Date: 5 December.
Place: "Auf Wiedersehen Pet" Lounge, Frankfurt Airport.
Speaker one: "Sun" newspaper editor David Yelland, in wig and sunglasses.
Speaker two: German finance minister Oskar Lafontaine, in Lederhosen and Tyrolean hat.
Edited transcript of taped conversation:
Yelland: I just can't bloody believe it! I cannot bloody believe it! Everybody, and I mean everybody, took the bait.
Lafontaine: It went all right. It could have gone better.
Yelland: Whaddaya mean, could have gone better? Our circulation is up 9 per cent. You're a household name from that funny place where they have reindeer to the Costa.
Lafontaine: We've seized the initiative, ja. But we haven't won the war.
Yelland: Bloody pessimist. All right, speak, Oskar. What would winning the war mean?
Lafontaine: Mein Freund: a little history.
Yelland: History? You never said anything about history. Listen, mate, we're not having any history in my paper. (Pulls out Wednesday's front page of 'The Sun'.) "The Sun today sends Euro-crazy Oskar Lafontaine a blunt two-word message. And we send it on behalf of YOU - our 10 million readers. The German finance minister yesterday stomped all over Britain's democratic rights by threatening to take away our power to say No! to higher taxes. That's the last straw, Oskar. This time you've gone too far." (Slams paper down on bar.) That's our side of the deal. We lived up to it. You never said nuffink about history. You want history, let's talk Adolf. Jawohl, Herr Hitler!
Lafontaine: Mein Freund. Calm yourself. Have another beer. Tax harmonisation: a short history. No pain, I promise. It began as an initiative by the European Commission's internal affairs director, Mario Monti, an Italian conservative. Mario wanted to iron out a few tax discrepancies in the EU, no more. Harmonised VAT, maybe. Harmonised tax on interest from bank savings, maybe. Harmonised tax on income earned on stocks and bonds, maybe.

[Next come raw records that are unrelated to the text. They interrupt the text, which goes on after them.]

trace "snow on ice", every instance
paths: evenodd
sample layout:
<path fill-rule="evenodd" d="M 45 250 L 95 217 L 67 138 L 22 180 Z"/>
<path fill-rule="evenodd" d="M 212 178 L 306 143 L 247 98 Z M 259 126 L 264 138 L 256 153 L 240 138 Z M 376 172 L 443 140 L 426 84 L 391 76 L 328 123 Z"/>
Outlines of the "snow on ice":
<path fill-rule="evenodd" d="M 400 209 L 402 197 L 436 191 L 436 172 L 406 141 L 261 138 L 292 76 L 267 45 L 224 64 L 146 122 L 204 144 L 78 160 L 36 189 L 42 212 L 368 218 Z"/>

Yelland: So what's the Chancellor got against this Eye-Tie lark, then?
Lafontaine: He sees it as the thin end of the wedge. To be frank, the City of London is a great financial centre. A tribute to Adam Smith and laissez-faire capitalism. It generates nearly a fifth of your national income. And it's founded on the eurobond market, a market where tax on income is not withheld at source, but paid afterwards, only when investors declare it.
Yelland: Way over my head, guv.
Lafontaine: And, to be frank, your Chancellor is right. I do plan to use Mario Monti's initiative as the thin end of the wedge. Not, however, so crudely as your paper has suggested. Tax harmonisation is a diversionary issue for us. Germany can't afford its social security system anymore. We have to trim our welfare state just as you are trimming yours. Before we begin cutting, we need to cover ourselves - with a scapegoat. So we invoke the idea that Germans bear a heavier burden inside the EU than anyone else.
Yelland: Rommel in the desert?
Lafontaine: When your Mr Brown threatens to veto tax harmonisation, we parry by declaring we want the EU to move from single-nation veto power to majority rule.
Yelland: You read it in The Sun first, guv.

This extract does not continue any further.